There was no point in asking her if the quarrel had been violent enough to prompt murder: she could not answer, nor would it mean anything if she did.
He stood up, letting her hand go gently. “If you think of anything at all, please send for me. I can’t leave it go.”
“I know that. I’ll tell you.”
He smiled at her very slightly, to blunt the edge of what he had said and to try to throw the frailest of lines across the gulf between the policeman and the man.
She swallowed hard, and the corners of her mouth lifted in an answering shadowy smile.
It was an hour later when the bedroom door opened again and Charlotte came in. She said nothing at all, but came and sat on the bed, reached out her hand to Emily, and slipped her arms round her and let her weep as she needed to, holding her close and rocking a little back and forth, murmuring old, meaningless words of comfort from childhood.
6
When at last Emily lay back against the pillows her face was drawn, her eyes puffy, with dark shadows below them, and her usually pretty hair straggled in untidy wisps. The sight of her brought home to Charlotte the reality of death and fear far more violently than all the words imaginable, or excessive weeping. People weep for many things.
She began with the painful, practical help she knew was the only way to move to any real healing. She rang the bell by the bed.
“I don’t want anything,” Emily said numbly.
“Yes, you do.” Charlotte was firm. “You want a cup of tea, and so do I.”
“I don’t. If I take anything I shall be sick.”
“No, you won’t. But if you go on crying you will. It’s enough for now. We have things to do.”
Suddenly Emily was furious; all her shock and fear exploded in resentment because Charlotte was still safe, wrapped up in her own marriage, and this was just one more adventure for her. She was sitting on the bed with a businesslike complacency in her face, and Emily hated her for it.
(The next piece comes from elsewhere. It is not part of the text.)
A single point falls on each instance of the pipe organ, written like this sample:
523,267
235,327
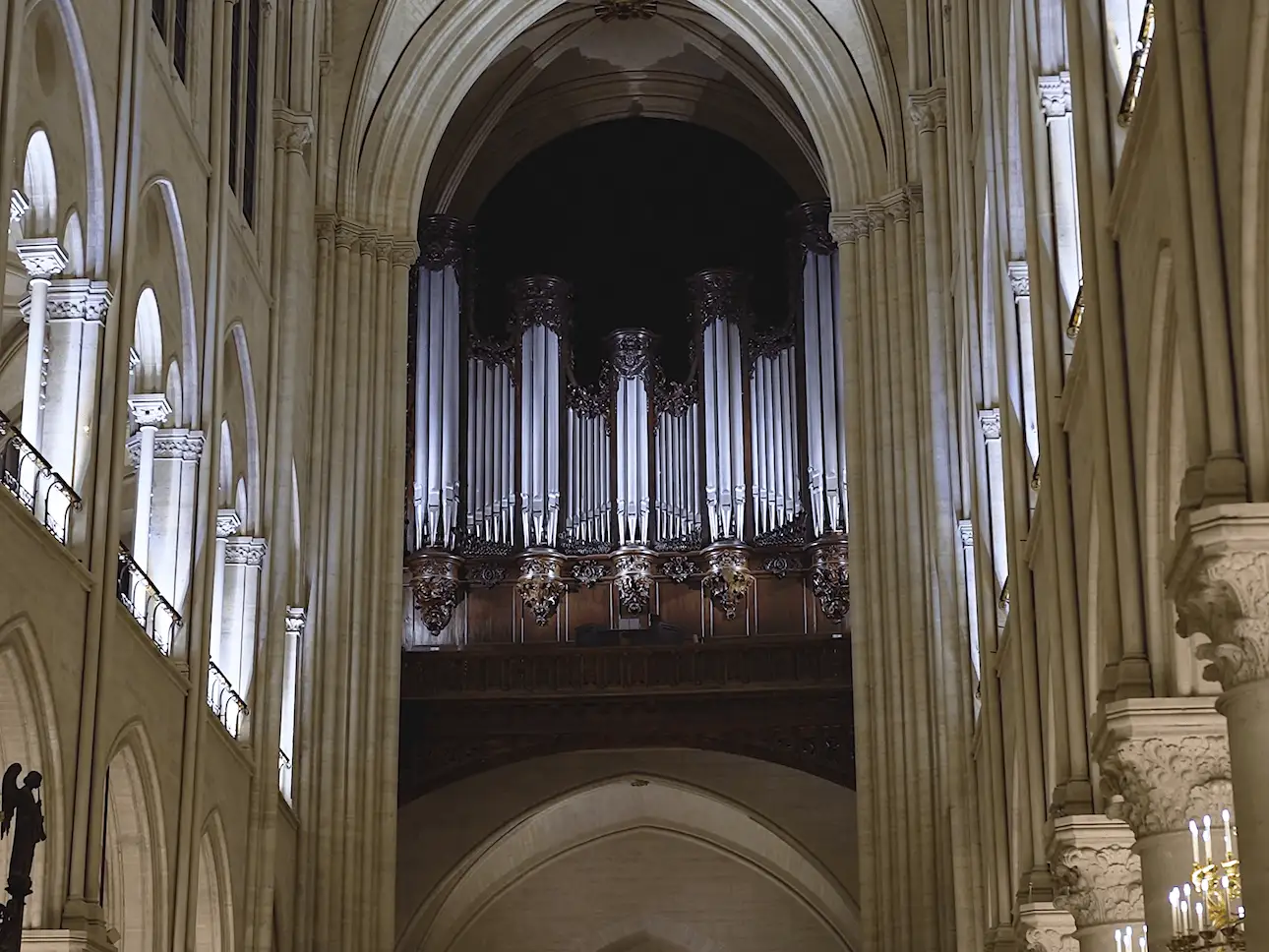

George had been carried away, white and cold, only an hour ago, and Charlotte was busy! She should have been shattered and frozen inside, as Emily was.
“My husband was murdered this morning,” she said in a tight, hard voice. “If all you can do is exercise your curiosity and self-importance, then I’d feel a lot better if you’d go back home and get on with your housework, or whatever it is you do when you haven’t got anyone else’s life to meddle in.”
For a moment Charlotte felt as if she had been slapped. The blood burned in her face, and her eyes stung. The retort stopped on her lips only because she could find no words for it. Then she took a deep breath and remembered Emily’s pain. Emily was younger; all the protective feelings of childhood came back in a tumble of images, always Emily the smallest, the last to achieve any milestone to maturity. Emily had envied her, admired her, and tried desperately to keep up, just as she herself was always a step behind Sarah.
“Who murdered George?” she asked aloud.
“I don’t know!” Emily’s voice rose dangerously.
“Then don’t you think we had better find out-very quickly, before whoever it is makes it look even more as though you did?”
Emily gasped, and her face looked even grayer than before.
At that moment the door opened and Digby came in. As soon as she saw Charlotte her expression hardened.
But Charlotte had not forgotten all her early years in her parents’ home, when she was accustomed to having a lady’s maid, and the habit returned automatically.